You don’t see spring outside, for it only stays over for a few weeks, if you want to see real spring, gaze inside….deep inside…
The person different from us, the usual “other-ified” creature is blatantly ostracized by the majority of us. But do we not by such acts totally negate our confident claims to humanity? Are we not by classifying people on the basis of their sexual preferences proving stupidly our own shallowness?

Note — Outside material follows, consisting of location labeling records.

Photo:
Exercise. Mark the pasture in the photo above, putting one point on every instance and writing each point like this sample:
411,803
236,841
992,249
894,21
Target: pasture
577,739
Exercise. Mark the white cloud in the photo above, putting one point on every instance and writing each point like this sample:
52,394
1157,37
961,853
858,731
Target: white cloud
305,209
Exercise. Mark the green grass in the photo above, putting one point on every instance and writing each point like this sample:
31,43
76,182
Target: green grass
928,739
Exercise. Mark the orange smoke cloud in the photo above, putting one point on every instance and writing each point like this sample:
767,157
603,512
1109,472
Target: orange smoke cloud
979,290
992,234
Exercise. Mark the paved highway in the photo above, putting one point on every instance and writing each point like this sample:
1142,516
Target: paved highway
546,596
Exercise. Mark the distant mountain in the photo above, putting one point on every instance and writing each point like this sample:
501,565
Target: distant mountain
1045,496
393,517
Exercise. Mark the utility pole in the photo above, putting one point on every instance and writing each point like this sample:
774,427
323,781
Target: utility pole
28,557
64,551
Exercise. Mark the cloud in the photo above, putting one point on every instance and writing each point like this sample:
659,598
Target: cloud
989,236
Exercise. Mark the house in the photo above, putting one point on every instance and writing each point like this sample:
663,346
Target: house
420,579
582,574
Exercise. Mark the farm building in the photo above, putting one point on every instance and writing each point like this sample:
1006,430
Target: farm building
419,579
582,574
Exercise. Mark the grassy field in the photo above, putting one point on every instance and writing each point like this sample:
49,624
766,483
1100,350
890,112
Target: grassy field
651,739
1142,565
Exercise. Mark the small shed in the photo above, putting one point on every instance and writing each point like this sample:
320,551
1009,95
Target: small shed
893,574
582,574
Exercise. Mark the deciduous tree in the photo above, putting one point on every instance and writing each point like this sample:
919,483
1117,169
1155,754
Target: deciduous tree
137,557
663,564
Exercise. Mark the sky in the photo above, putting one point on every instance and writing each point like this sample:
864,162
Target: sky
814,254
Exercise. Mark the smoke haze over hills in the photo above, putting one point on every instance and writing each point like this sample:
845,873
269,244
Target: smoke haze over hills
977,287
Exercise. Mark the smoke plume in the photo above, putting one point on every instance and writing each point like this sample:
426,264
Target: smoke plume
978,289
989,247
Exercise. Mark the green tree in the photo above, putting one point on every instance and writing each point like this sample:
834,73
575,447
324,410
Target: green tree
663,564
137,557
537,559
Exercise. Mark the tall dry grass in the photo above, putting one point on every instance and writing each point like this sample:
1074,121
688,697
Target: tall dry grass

Human life shall be taken as a blessing, even if all of Vatican commits suicide over homosexuality. So, why not instead of lamenting over half dead yet long loved social structures, be merry over the idea of making new friends or accepting the old one ( for god’s sake lets grow up now) we have always cornered like an old coffee mug withering away in a corner! Why not consider asking our own dirty hearts, what harm would it cause if the person (of any sex) is in love with one of its own kind?
Someone once told me, “You don’t see spring outside, for it only stays over for a few weeks, if you want to see real spring, gaze inside….deep inside…” Let us all pledge to give birth to the spring that is dying within us to burst into hues. The apparently different person also probably is craving for his or her own spring. Let us no more deny them their own share of happiness, our own pieces of accomplishment and a chance to acknowledge a deep mutual satisfaction. So, on the eve of the much awaited Friendship Day, let us not be ugly frogs waving flags of hostility from uglier wells! Let us be birds of liberty and for once boldly say yes to difference, and dare to take pride in holding high a lonely balloon of different colour.